Thursday, February 28, 2008

Auction-Rate Securities Troubles & Liquidity

Last week I wrote this post based upon the Wall Street Journal article describing how two Lehman customers lost considerable value in their holdings which had been invested in auction-rate securities.


An anonymous reader commented,


"This market is experiencing a temporary liquidity crisis. The Maher's haven't lost a dime in these instruments and won't as long as they wait for the market to resolve itself. Even if it doesn't there are 3 ways for a resolution. A secondary market will be created, the debt will be called at par, or refinancing the debt. All of these solutions would enable the Maher's at getting their investments back without incurring a loss."


To which I replied,


"Technically, of course, you are correct in writing that the Maher's won't (lose a dime) as long as they wait for the market to resolve itself.


Just like, say, owning RCA or other equities in 1929?


Given sufficient time, the market could, and probably will, come back to where these securities are at least at par value.


Will a secondary market be created? Why? In whose interest is it to create and trade such an illiquid market? More likely, some hedge fund or private equity trading desk will scoop up the depressed-value bonds.


Can the debt be called at par? If so, why do you suppose this wasn't mentioned in the article? Or this morning on CNBC, when the various co-anchors and guests chortled at how the buyers were at the mercy of the issuers?

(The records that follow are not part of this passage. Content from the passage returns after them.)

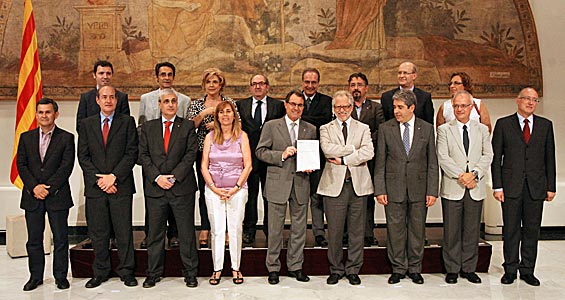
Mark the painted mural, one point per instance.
(494, 41)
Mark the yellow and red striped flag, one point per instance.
(29, 86)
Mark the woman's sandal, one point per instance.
(238, 277)
(215, 278)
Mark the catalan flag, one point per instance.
(29, 86)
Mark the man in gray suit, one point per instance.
(277, 148)
(406, 183)
(345, 184)
(464, 156)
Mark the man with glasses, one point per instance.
(345, 184)
(370, 113)
(277, 148)
(317, 111)
(463, 187)
(255, 111)
(523, 177)
(407, 74)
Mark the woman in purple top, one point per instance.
(226, 164)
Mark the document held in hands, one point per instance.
(307, 155)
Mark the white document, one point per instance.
(307, 155)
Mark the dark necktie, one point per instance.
(167, 135)
(105, 131)
(526, 130)
(257, 116)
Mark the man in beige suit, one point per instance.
(464, 156)
(345, 184)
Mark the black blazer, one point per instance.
(424, 105)
(178, 160)
(117, 158)
(515, 160)
(54, 171)
(87, 105)
(275, 110)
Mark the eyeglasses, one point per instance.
(340, 107)
(530, 99)
(295, 105)
(260, 84)
(462, 106)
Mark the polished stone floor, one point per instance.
(550, 270)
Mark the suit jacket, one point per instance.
(118, 157)
(514, 160)
(397, 173)
(282, 175)
(87, 105)
(356, 151)
(453, 160)
(178, 160)
(275, 110)
(54, 171)
(424, 105)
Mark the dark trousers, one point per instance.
(461, 233)
(183, 209)
(204, 222)
(350, 209)
(251, 215)
(103, 214)
(522, 222)
(35, 222)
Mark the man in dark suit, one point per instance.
(167, 151)
(317, 111)
(87, 106)
(370, 113)
(252, 120)
(407, 74)
(406, 183)
(523, 176)
(45, 162)
(277, 148)
(107, 152)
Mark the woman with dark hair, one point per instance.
(226, 164)
(201, 111)
(462, 81)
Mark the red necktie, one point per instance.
(167, 135)
(105, 131)
(526, 131)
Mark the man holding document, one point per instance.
(285, 184)
(345, 184)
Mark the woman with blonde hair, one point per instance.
(226, 164)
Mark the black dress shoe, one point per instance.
(451, 278)
(174, 242)
(508, 278)
(32, 284)
(299, 275)
(95, 282)
(472, 277)
(129, 280)
(273, 277)
(143, 244)
(416, 278)
(353, 279)
(321, 241)
(530, 279)
(62, 283)
(191, 281)
(334, 278)
(150, 281)
(395, 278)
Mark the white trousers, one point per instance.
(219, 211)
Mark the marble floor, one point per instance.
(550, 270)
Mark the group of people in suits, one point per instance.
(384, 152)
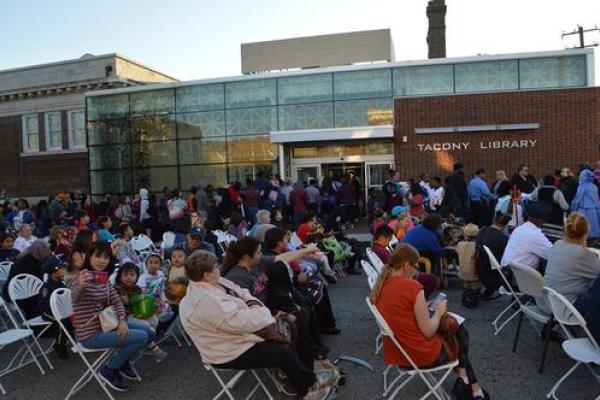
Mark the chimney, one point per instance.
(436, 36)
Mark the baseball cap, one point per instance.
(197, 232)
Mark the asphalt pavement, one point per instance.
(505, 375)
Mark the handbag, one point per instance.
(109, 321)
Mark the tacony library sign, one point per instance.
(483, 145)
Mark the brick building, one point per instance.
(545, 128)
(42, 120)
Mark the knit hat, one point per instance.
(53, 264)
(398, 210)
(470, 230)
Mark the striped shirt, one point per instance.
(90, 301)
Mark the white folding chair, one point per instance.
(531, 283)
(405, 375)
(227, 385)
(25, 286)
(15, 335)
(62, 308)
(168, 240)
(295, 241)
(495, 265)
(374, 259)
(583, 350)
(370, 272)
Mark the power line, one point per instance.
(581, 32)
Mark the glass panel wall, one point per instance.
(305, 89)
(249, 93)
(218, 131)
(362, 84)
(424, 79)
(364, 112)
(489, 75)
(306, 116)
(200, 98)
(552, 72)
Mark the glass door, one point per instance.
(377, 174)
(305, 173)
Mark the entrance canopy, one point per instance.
(318, 135)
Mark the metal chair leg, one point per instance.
(518, 332)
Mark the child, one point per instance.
(153, 282)
(55, 268)
(7, 252)
(125, 285)
(177, 268)
(91, 294)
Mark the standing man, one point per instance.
(479, 198)
(298, 203)
(458, 183)
(313, 196)
(525, 182)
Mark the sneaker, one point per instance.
(158, 354)
(283, 384)
(113, 380)
(128, 372)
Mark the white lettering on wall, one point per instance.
(483, 145)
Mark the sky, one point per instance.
(196, 39)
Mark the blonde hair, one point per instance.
(577, 226)
(404, 253)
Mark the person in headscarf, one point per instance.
(586, 201)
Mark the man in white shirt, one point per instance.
(527, 244)
(436, 193)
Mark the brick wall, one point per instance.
(568, 133)
(41, 174)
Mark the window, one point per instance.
(77, 129)
(53, 131)
(31, 137)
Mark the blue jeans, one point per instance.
(128, 346)
(143, 326)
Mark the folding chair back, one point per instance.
(374, 259)
(61, 307)
(142, 243)
(426, 374)
(5, 267)
(567, 315)
(24, 286)
(529, 280)
(370, 272)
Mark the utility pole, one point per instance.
(580, 31)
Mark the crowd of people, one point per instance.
(249, 268)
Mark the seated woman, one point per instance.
(245, 264)
(222, 319)
(401, 301)
(571, 266)
(381, 247)
(91, 294)
(306, 291)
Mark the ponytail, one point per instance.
(404, 253)
(246, 246)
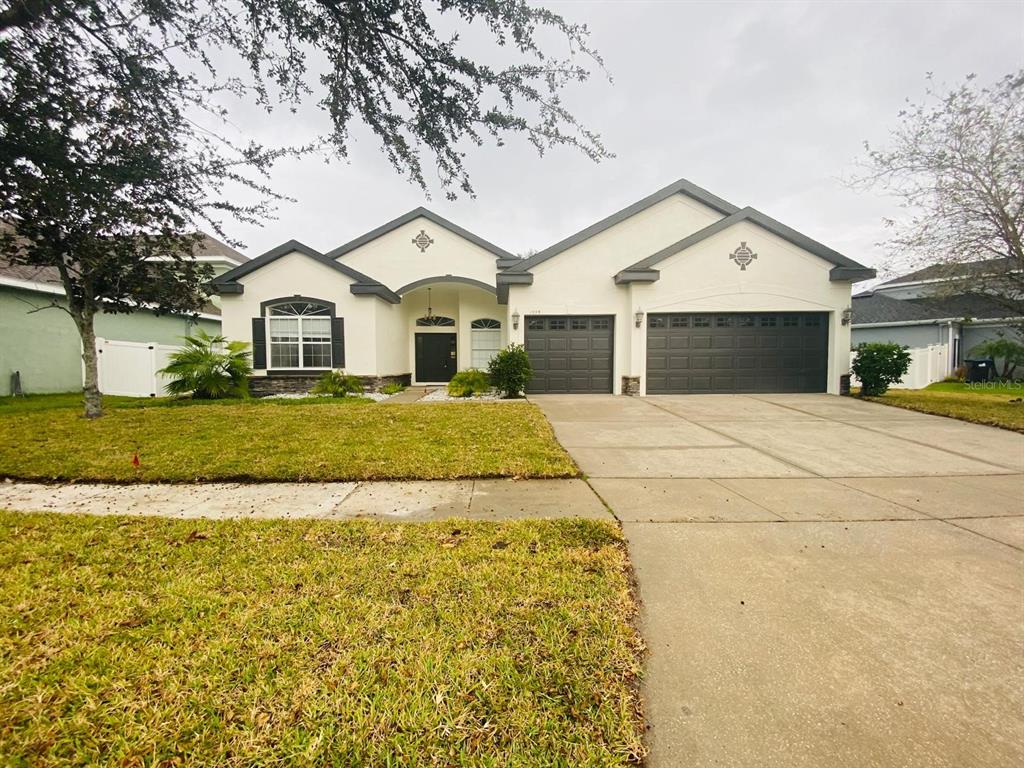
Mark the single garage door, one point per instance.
(737, 352)
(569, 353)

Refinancing? Yes, that was mentioned, which is a sort of call.


But the overall point still stands. Buyers evidently don't realize that exotic fixed income securities like this, without committed, guaranteed specialists who make markets, for a fee, always carry a risk that the market for them will simply cease to exist for periods of time.


And in those periods, investors will want some valuation.To that point, there's an interesting piece in today's Journal describing the various viewpoints about 'market value' pricing.


Still, the temporary liquidity crisis is a non-trivial risk, don't you think?"


Last Thursday's Wall Street Journal continued the theme, citing other brokerage customers who are being allowed to use their 'frozen' auction-rate assets as collateral for loans from their brokers.


Liquidity, indeed, is the point here.


According to the later Journal article, quite a few customers at various brokerage firms have been sold ARSs as 'cash equivalents.'


Surprise!


The anonymous commentator on my earlier post continued to bemoan the public's misunderstanding of, and lack of patience with ARSs, finally noting that now, with the spike in weekly reset rates, the instruments are no longer attractive to issuers.


To which I would respond, here, that (obviously) securities markets exist for those instruments which satisfy the needs of both borrowers and lenders, or sellers and buyers. When the normal behavior of a security is in a range outside which the expected behavior of the security by those who designed it, somebody typically loses interest (no pun intended)- either issuer or holder.


For ARSs, the lack of demand at recent auctions have caused what were thought to be occasional emergency measures to become ordinary. The truth is, in an environment that suddenly views most non-vanilla fixed income instruments as suspect and unacceptably risky, the market for these exotics has simply vanished.


Customers are being allowed to use the now-illiquid notes as collateral for loans, while issuers are hustling to call the notes in favor of issuing plain long term bonds.


As a final note, a contact of mine related being in a meeting of a brokerage firm's registered reps, in which it became apparent that many of them had no idea how the ARSs actually work. This is so typical of Wall Street retail brokerage. Brokers sell instruments they don't understand to customers who trust them and, thus, have no understanding of how the assets actually function in various market conditions, or what risks they bear.


When exotic fixed income instruments for which markets can simply vanish are sold as near-cash equivalents, nobody is well-served, and there's going to be pain all around.